Lockwood blinked first.
“I’ll let Wendy show you out.” He nodded and left.
Hunter turned to the girl. She looked stricken.
She walked beside him toward the elevator bay, not saying a word.
“Wendy,” he began, keeping his voice down. “I want you to know that I’ll keep your name out of the paper. This isn’t about you. It’s about them.”
She wouldn’t look at him.
“I know you think that by working here, you’re doing the right thing,” he continued. “It’s always hard to challenge your basic assumptions. But facts—no matter how uncomfortable—are never your enemy.” He considered, then added: “I’ve learned, the hard way, that it’s always best to face reality without lies and deception.”
They reached the elevators. A moment passed; she seemed to want to say something. But she couldn’t find the words—or perhaps the courage to utter them.
He watched her walk away.
Avery Trammel felt the beginning of a headache coming on. Its cause was the brief phone chat he’d had moments ago, as his limo arrived at Dulles International.
“Lockwood just called me,” Sloan had said. “A reporter is poking around. He sounds like trouble.”
“I am not able to talk freely right now. I shall be airborne and alone in thirty minutes. Call me back on my sat phone.”

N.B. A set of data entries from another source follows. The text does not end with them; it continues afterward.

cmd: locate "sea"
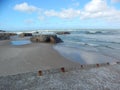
[54,29,120,64]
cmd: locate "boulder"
[30,35,63,43]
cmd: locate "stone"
[30,35,63,43]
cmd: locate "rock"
[30,35,63,43]
[56,32,70,35]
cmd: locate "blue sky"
[0,0,120,31]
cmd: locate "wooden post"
[96,64,100,67]
[81,65,83,68]
[61,67,65,72]
[107,62,110,65]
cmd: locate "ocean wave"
[85,31,108,34]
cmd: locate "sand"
[0,65,120,90]
[0,40,79,76]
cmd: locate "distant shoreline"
[0,40,80,76]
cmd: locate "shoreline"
[0,40,80,76]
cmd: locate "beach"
[0,40,79,76]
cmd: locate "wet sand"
[0,40,79,76]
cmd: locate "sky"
[0,0,120,31]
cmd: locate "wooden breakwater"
[38,62,120,76]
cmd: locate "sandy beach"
[0,40,79,76]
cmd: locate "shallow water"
[54,30,120,64]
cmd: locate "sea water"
[54,30,120,64]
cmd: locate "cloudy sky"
[0,0,120,30]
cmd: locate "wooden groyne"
[37,62,120,76]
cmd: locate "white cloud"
[14,2,37,12]
[14,0,120,22]
[44,8,81,19]
[73,2,80,7]
[24,19,34,24]
[80,0,120,21]
[111,0,120,3]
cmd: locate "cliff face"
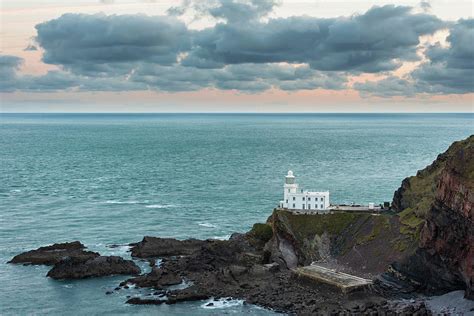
[393,136,474,299]
[266,210,416,277]
[265,136,474,298]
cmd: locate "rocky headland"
[10,136,474,315]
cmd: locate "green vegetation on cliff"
[392,136,474,241]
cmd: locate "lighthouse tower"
[279,170,330,213]
[283,170,298,207]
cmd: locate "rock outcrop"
[130,236,203,258]
[9,241,140,279]
[8,241,100,265]
[392,136,474,299]
[48,256,140,279]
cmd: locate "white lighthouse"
[280,170,330,213]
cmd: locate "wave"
[201,297,244,309]
[145,204,176,208]
[104,200,144,204]
[198,222,217,228]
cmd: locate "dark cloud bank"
[0,0,474,97]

“All right. And I think the senator will want to be in on the call, too,” Sloan replied.
“Set it up, then.”
He was the sole passenger in his Gulfstream G-200 for this short flight from IAD to JFK. The occasion would be a board meeting of one of the many nonprofits he supported—a quick turnaround flight that would have him back in D.C. this same evening. He needed to go over his talking points. But he had trouble putting his mind to it.
He did not like the news about the reporter.
For privacy, he chose to sit in the rear, in the lone seat farthest from the cockpit. He sank his head and neck back into the soft suede and tried to relax. He raised the glass of Ardbeg Uigedail single malt that they had waiting for him in the galley; studied its color; savored the lingering taste of the previous sip. The aircraft’s vibration caused the lone ice cube to rattle against the crystal.
His phone rested on the polished mahogany side table; the plane’s Iridium satellite phone system allowed him to use it while airborne. Transmissions were encrypted and highly secure. But not completely secure. He knew the capabilities and inclinations of various governments, including the American one. These days, no electronic communications were completely secure.
When the call came through, he let it ring three times before picking up.
“Yes?” He spoke softly and rotated his swivel seat to face away from the cockpit.
“It’s me again.” Sloan. “We’re conferencing with the other party’s representative. He is the gentleman that you met at my office.”
“How do you do, sir,” Stuart Kaplan’s voice cut in. “I hope you don’t mind if I stand in for my boss.”
“No. I quite understand.” Trammel knew that Conn had to be hyper-cautious. “I assume that you have been granted the authority to speak on his behalf.”
“Of course.”
“Good. Now, if you would please tell me what happened.”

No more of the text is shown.